Latest active-safety systems may not cut your car-insurance bill…yet

Audi adaptive cruise control with Audi braking guard

Audi adaptive cruise control with Audi braking guard

Active-safety systems like automatic braking and collision avoidance minimize the chances that you’ll be seriously injured in a crash. Unfortunately, these semi-autonomous systems may not reduce your auto-insurance premium–at least, not yet.

That’s likely to come as a surprise to many of you. After all, we’ve spent a good bit of time writing about autonomous cars and the death of auto insurance. Less than a year ago, estimates suggested that self-driving vehicles could save owners up to $1,000 each year on premiums.

Semi-autonomous features aren’t likely to cut your bill nearly that much, but it would stand to reason that you’d save something, right? 

Alas, reason alone isn’t enough to get insurers to whittle down premiums: they want proof that active-safety systems reduce deaths, injuries, and vehicle damage. At the moment, however, automakers don’t have enough data to make that argument. 
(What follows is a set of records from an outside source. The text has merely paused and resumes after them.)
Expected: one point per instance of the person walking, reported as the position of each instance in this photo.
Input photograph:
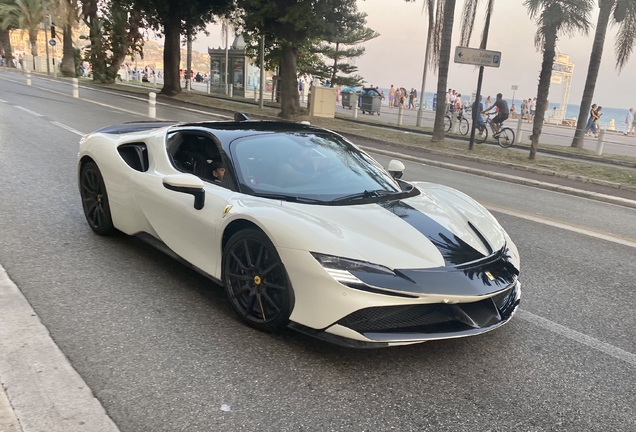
(629, 120)
(590, 127)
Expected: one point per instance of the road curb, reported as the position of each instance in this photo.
(509, 178)
(44, 390)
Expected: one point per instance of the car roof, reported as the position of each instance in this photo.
(228, 131)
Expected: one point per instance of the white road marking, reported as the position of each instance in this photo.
(562, 225)
(68, 128)
(584, 339)
(28, 110)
The good news is, that data is starting to trickle in. Earlier this year, the Insurance Institute for Highway Safety published a study that said up to 40 percent of rear-end collisions could be avoided if all cars were equipped with automated braking. Such widespread adoption won’t happen overnight, but the U.S. government and at least 20 automakers have vowed to make such braking systems standard on new vehicles by 2022.

(FWIW, Toyota is getting a jump on that deadline: the company plans to make automatic braking standard on nearly all new Toyota and Lexus models by the end of 2017.)
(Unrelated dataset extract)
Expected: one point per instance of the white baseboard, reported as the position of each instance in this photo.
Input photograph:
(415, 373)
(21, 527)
At the moment, just two major insurers–The Hartford and Liberty Mutual–have begun cutting rates for cars equipped with semi-autonomous technology. However, the savings might not be significant enough to entice shoppers to shell out between $300 and $2,000 for active-safety technology. The Hartford’s discount saves consumers only about $30 per year on a $1,000 policy, and Liberty Mutual has declined to give estimates.

Other insurers are more cautious, assessing repair costs associated with cameras, radar, and other elements of active-safety systems. Signs suggest that they’ll eventually see the light, though.